数据集¶

Torchvision 在 torchvision.datasets 模块中提供了许多内置数据集，以及用于构建自定义数据集的实用类。

内置数据集¶

所有数据集都是torch.utils.data.Dataset的子类即，它们实现了__getitem__和__len__方法。因此，它们都可以传递给torch.utils.data.DataLoader 它可以使用torch.multiprocessing工作器并行加载多个样本。例如：

imagenet_data = torchvision.datasets.ImageNet('path/to/imagenet_root/')
data_loader = torch.utils.data.DataLoader(imagenet_data,
                                          batch_size=4,
                                          shuffle=True,
                                          num_workers=args.nThreads)
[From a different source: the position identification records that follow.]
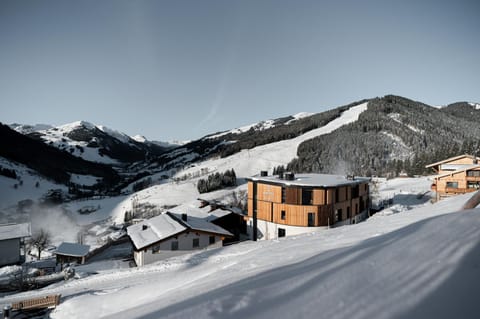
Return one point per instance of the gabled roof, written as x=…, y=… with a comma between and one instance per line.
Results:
x=154, y=230
x=458, y=171
x=72, y=249
x=164, y=226
x=15, y=231
x=452, y=159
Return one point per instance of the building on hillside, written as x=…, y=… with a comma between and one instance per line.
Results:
x=172, y=234
x=290, y=204
x=229, y=218
x=68, y=253
x=453, y=164
x=12, y=243
x=456, y=175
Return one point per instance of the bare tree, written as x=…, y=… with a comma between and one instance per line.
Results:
x=40, y=240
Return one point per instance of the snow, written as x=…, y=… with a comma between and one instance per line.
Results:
x=387, y=267
x=87, y=180
x=15, y=231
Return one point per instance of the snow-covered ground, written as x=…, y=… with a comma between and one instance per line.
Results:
x=402, y=265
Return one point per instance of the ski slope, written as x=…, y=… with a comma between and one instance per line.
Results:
x=405, y=265
x=250, y=162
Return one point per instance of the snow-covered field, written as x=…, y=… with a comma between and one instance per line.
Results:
x=402, y=265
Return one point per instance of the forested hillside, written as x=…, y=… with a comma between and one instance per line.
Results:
x=394, y=135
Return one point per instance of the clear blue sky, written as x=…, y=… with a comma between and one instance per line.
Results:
x=183, y=69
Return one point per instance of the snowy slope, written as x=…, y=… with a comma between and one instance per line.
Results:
x=250, y=162
x=399, y=266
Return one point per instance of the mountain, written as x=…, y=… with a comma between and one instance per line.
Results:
x=49, y=161
x=94, y=143
x=394, y=134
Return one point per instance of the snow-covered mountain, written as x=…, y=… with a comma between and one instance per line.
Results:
x=96, y=143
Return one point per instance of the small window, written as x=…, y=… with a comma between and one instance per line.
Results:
x=196, y=242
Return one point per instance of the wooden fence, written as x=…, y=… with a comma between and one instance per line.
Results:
x=37, y=303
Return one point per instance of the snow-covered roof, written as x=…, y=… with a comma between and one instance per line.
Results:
x=458, y=171
x=313, y=180
x=15, y=231
x=451, y=159
x=200, y=224
x=154, y=230
x=72, y=249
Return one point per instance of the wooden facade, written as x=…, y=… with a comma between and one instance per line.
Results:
x=284, y=203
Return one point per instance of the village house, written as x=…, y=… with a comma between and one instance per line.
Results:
x=12, y=243
x=68, y=253
x=456, y=175
x=290, y=204
x=173, y=234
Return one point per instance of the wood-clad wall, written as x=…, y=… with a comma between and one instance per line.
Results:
x=325, y=202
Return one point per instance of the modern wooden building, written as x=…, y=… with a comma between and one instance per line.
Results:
x=456, y=175
x=288, y=204
x=12, y=243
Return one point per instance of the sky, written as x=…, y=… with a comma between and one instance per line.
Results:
x=179, y=70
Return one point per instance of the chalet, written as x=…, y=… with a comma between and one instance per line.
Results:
x=453, y=164
x=68, y=253
x=456, y=175
x=172, y=234
x=289, y=204
x=12, y=243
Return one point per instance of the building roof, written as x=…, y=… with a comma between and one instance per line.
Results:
x=72, y=249
x=312, y=180
x=452, y=159
x=200, y=224
x=154, y=230
x=164, y=226
x=458, y=171
x=15, y=231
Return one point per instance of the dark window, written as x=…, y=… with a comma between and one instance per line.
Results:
x=473, y=173
x=174, y=245
x=311, y=219
x=338, y=215
x=196, y=242
x=306, y=196
x=452, y=184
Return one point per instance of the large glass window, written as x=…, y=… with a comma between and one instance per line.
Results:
x=452, y=184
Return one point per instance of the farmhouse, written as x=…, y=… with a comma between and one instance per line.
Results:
x=12, y=243
x=71, y=253
x=172, y=234
x=289, y=204
x=456, y=175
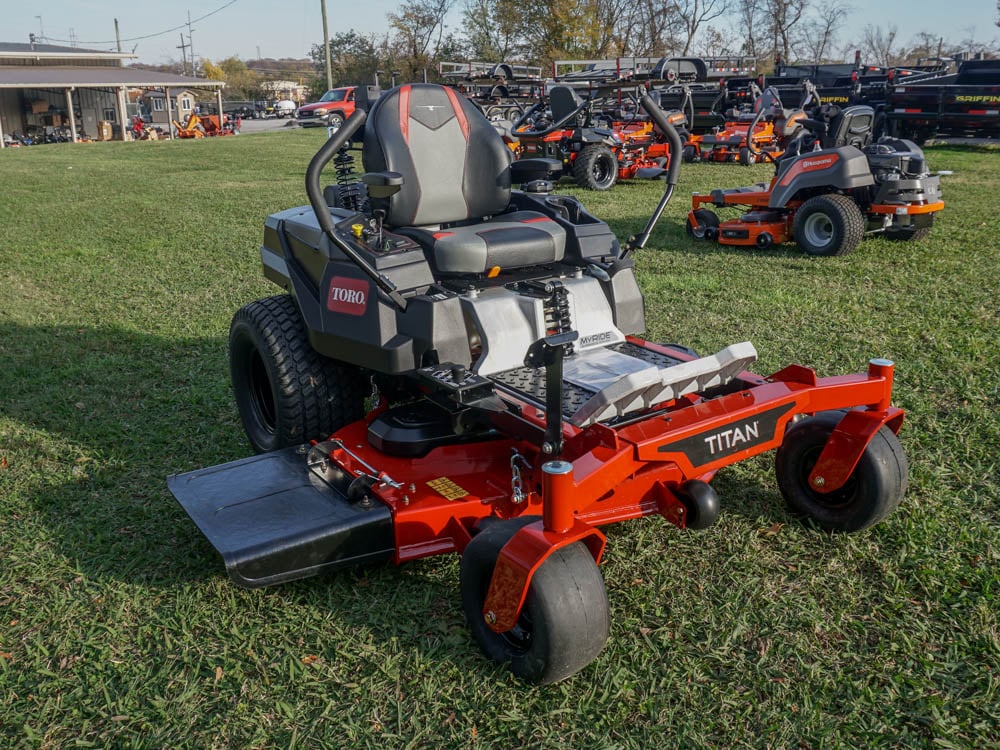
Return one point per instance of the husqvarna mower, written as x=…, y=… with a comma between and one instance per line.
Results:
x=455, y=366
x=832, y=186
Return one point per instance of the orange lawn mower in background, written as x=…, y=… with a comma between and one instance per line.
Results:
x=763, y=128
x=429, y=382
x=831, y=187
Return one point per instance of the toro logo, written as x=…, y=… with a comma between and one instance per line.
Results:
x=348, y=296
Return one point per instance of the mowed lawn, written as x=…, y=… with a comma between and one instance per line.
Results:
x=120, y=267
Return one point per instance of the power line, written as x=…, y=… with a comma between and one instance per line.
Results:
x=151, y=36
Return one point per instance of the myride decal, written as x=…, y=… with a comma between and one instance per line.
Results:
x=348, y=296
x=728, y=439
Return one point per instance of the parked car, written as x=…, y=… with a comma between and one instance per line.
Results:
x=284, y=108
x=335, y=106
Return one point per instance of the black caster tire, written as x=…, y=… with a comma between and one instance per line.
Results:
x=565, y=620
x=828, y=225
x=596, y=167
x=871, y=493
x=701, y=504
x=707, y=227
x=907, y=235
x=287, y=393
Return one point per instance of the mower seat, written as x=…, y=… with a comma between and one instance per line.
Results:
x=456, y=192
x=852, y=126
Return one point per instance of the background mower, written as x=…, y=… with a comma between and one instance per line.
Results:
x=764, y=127
x=597, y=147
x=831, y=187
x=454, y=367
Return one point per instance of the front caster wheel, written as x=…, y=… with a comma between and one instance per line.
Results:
x=870, y=494
x=564, y=623
x=700, y=503
x=829, y=225
x=703, y=224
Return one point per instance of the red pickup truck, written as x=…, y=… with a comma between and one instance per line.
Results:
x=335, y=106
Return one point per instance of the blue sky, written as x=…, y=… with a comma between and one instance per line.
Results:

所有数据集都有几乎相似的API。它们都有两个共同的参数： transform 和 target_transform 分别用于转换输入和目标。你也可以使用提供的基类创建自己的数据集。

图像分类¶

`Caltech101`(root[, target_type, transform, ...])	Caltech 101 数据集。
`Caltech256`(root[, transform, ...])	Caltech 256 数据集。
`CelebA`(root[, split, target_type, ...])	Large-scale CelebFaces Attributes (CelebA) Dataset 数据集。
`CIFAR10`(root[, train, transform, ...])	CIFAR10 数据集。
`CIFAR100`(root[, train, transform, ...])	CIFAR100 数据集。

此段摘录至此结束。